Which database metrics matter most for security?
Prioritize metrics that show cost and concentration.
- p95 and p99 query latency.
- Rows examined versus rows returned.
- Temporary files or sort spills.
- Lock wait time.
- Connection pool wait time.
- Statement timeout and cancellation counts.
- Query fingerprints grouped by endpoint, user, tenant, and IP.
- Sensitive SQL errors exposed through application responses.
Should WAF rules be used for SQL injection defense?
Yes, but only as an outer layer.
- WAFs can block common payloads and obvious probing.
- They cannot reliably fix unsafe query construction.
- They cannot enforce least-privilege database roles or add missing indexes.
- They may miss blind injection, business-logic query abuse, or application-specific unsafe fields.
- The primary fix remains parameterized queries, allowlisted SQL structure, safe API design, and database permissions.
How should teams prioritize fixes?
Start with exposed, controllable, high-cost paths.
- Fix unsafe dynamic SQL on public or sensitive endpoints first.
- Patch vendor CVEs affecting SQL injection or database availability.
- Add timeouts and row limits to public read paths.
- Replace deep offset pagination with keyset pagination where possible.
- Move large exports to async jobs with quotas.

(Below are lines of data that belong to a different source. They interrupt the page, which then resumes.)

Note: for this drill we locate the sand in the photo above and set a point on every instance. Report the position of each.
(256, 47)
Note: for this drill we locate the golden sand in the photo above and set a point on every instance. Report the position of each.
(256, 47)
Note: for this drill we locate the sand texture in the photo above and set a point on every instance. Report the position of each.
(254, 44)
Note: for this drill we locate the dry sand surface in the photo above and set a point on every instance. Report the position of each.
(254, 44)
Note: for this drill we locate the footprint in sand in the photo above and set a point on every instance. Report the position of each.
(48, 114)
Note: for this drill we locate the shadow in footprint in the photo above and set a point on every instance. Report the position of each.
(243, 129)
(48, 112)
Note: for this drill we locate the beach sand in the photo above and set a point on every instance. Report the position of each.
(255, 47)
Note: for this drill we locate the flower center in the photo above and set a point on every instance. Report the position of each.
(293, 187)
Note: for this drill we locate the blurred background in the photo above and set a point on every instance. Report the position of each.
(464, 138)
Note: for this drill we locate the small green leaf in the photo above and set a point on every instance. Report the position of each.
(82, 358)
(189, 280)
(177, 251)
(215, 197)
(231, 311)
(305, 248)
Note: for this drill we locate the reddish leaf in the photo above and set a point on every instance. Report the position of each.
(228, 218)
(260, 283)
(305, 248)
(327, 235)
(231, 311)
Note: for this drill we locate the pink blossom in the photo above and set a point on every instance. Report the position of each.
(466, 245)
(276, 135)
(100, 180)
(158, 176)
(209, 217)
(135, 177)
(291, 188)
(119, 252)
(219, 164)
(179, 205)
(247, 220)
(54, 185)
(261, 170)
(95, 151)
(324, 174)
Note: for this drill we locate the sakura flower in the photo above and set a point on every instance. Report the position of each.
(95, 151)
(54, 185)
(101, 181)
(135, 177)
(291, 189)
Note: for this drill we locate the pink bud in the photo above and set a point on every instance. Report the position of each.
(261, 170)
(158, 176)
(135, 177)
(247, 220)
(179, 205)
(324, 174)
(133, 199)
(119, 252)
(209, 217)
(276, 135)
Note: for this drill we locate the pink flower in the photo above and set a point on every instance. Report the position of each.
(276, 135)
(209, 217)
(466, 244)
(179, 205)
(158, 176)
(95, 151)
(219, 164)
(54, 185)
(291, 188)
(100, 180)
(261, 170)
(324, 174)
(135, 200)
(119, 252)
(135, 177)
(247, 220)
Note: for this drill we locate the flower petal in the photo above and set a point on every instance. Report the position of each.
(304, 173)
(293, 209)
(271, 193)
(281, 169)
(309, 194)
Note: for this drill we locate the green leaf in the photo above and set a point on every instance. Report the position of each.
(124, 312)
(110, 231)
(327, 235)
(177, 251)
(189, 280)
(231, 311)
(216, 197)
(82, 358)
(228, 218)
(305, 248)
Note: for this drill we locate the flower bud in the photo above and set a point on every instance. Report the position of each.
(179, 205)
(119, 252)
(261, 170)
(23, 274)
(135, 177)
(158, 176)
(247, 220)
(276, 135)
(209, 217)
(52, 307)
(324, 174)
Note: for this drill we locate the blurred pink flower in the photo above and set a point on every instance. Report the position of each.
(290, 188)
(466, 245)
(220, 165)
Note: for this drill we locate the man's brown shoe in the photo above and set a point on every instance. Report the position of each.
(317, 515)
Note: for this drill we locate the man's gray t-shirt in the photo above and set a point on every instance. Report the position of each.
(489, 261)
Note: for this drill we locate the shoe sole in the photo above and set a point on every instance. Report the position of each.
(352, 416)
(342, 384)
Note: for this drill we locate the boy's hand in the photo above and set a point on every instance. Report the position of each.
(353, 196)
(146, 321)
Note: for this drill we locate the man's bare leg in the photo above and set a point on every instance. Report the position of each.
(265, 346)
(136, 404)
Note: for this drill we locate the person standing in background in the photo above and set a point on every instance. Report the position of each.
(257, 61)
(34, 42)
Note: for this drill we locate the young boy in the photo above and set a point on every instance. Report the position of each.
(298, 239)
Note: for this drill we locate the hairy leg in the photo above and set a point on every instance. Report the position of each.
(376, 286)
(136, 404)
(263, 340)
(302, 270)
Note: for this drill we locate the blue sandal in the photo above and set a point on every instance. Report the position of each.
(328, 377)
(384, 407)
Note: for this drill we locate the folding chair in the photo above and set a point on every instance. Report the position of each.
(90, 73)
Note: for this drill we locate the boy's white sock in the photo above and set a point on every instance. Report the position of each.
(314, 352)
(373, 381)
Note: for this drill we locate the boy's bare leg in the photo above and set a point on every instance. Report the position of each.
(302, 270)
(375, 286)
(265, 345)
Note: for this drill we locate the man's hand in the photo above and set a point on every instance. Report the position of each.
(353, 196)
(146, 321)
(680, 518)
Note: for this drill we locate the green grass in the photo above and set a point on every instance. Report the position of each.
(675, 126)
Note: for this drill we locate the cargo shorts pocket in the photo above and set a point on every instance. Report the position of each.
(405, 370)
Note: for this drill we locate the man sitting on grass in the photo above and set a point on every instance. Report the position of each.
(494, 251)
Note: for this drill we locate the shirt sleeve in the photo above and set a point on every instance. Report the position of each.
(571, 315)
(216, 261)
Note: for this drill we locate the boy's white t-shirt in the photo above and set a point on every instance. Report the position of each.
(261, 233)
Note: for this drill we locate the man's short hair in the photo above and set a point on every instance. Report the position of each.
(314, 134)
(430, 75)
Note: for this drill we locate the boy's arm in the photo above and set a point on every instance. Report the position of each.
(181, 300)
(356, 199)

- Reduce database privileges for application accounts.
- Add regression tests so unsafe query shapes do not return later.
Closing thoughts
Database optimization is often treated as cleanup work after features ship. That mindset misses the security boundary. A database-backed application is not only answering business questions; it is deciding how much computation each user is allowed to buy with a request.
The most reliable fix is not one index, one WAF rule, one timeout, or one scanner result. It is a system of constraints: parameterized values, allowlisted SQL structure, bounded result sets, stable pagination, tested query plans, short execution budgets, least-privilege roles, slow-query visibility, and safe validation workflows.
A query is not safe just because it usually runs fast. It is safe when untrusted input cannot turn it into arbitrary database work.